Like a French reader, Sophie, who wrote to ICIJ and told us: “I’am a little French woman and I must live with just 450 euros per month, and it’s very hard…Thank you very much for saying out loud what everyone else is thinking!”

Despite the impact of the Panama Papers, we are under no illusion that the problem is fixed. In our travels and in our reporting we continue to see the impunity enjoyed by large banks, law firms and other enablers of the secrecy world. We continue to find well-intentioned but grossly under resourced government regulators, prosecutors’ offices, truth commissions and local assemblies. They are no match to an army of savvy and extremely well-paid accountants, consultants, corporate lawyers and bankers advising the offshore industry.

Investigative journalists uncovering financial secrecy and corruption, including many Panama Papers reporters, are facing threats, intimidation, retaliation and legal harassment. This is happening in repressive countries with little press freedom as well as in countries in Europe and elsewhere, with a long democratic tradition. Just in a few days the reporter and two whistleblowers who helped expose Luxemburg’s tax haven practices, an ICIJ investigation dubbed LuxLeaks, will stand trial for the second time in Luxembourg. Prosecutors there are seeking tougher punishment for the whistleblowers and a sentence for the investigative reporter, who had been acquitted in a previous trial. ICIJ considers this trial an affront to journalism and freedom of expression.

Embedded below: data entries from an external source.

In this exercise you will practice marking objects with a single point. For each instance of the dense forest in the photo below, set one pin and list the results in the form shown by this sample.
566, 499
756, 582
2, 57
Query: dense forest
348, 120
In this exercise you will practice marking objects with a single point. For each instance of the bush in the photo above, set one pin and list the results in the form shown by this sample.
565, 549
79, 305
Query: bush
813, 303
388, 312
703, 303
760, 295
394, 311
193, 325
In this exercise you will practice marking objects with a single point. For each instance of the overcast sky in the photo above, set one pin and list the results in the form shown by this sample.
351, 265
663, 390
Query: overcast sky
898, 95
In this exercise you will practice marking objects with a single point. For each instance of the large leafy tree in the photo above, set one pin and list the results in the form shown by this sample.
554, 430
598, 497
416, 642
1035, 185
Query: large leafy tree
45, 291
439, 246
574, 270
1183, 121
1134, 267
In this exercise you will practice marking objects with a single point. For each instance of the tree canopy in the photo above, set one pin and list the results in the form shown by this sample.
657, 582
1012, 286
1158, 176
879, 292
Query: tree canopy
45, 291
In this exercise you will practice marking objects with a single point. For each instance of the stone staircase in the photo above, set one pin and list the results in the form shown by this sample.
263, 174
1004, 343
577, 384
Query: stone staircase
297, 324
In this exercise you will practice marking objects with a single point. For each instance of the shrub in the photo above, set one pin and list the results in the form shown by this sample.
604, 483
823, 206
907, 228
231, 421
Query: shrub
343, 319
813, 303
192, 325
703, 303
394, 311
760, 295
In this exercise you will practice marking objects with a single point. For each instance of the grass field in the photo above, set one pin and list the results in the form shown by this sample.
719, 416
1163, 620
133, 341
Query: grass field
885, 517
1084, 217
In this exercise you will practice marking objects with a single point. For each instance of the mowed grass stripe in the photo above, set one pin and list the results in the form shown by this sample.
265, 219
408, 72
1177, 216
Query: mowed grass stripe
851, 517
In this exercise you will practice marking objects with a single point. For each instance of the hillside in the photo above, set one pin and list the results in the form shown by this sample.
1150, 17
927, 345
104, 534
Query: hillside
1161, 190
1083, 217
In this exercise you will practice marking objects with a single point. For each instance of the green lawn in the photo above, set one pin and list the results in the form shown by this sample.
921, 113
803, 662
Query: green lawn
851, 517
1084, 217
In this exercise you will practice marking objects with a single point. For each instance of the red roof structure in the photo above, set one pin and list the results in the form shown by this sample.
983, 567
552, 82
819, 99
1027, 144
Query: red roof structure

Luxembourg joins the Open Government Partnership today. It seems fully appropriate that it makes protection of whistleblowers and freedom of expression an integral part of its commitment to open government.

Citizens all around the world are demanding change. The disconnection between communities and financial and political elites has never been greater. And that sense of insecurity and disenfranchisement is being exploited by demagogues and populists who are guilty of the same faults their followers denounce. In the US, the working class voted for change and so far is getting a cabinet made up of billionaires and questionable characters. The president elect himself reportedly has not paid federal taxes in years.

We live a time of great political upheaval and uncertainty, but it is also a time of opportunity. Opportunity to rethink the way we work, just like the Panama Papers reporters changed their lone wolf ways and created a new, more efficient, model of collaboration and trust. Opportunity to use technology, at a time of fake news and false prophets, to create new networks of knowledge and information across professions, across ideologies and across borders. Opportunity to be better listeners of the communities we serve, to be more relevant and more aware. To rebuild trust.

In his manifesto, the source who leaked the Panama Papers, and who calls himself John Doe, says that the magnitude of the Panama Papers revelations should shock us all awake. But when it takes a whistleblower to sound the alarm, it is cause of even greater concern. It signals, he says, that democracy’s checks and balances have all failed, that the breakdown is systemic, and that severe instability could be just around the corner. 

So now, says John Doe, is the time for real action.”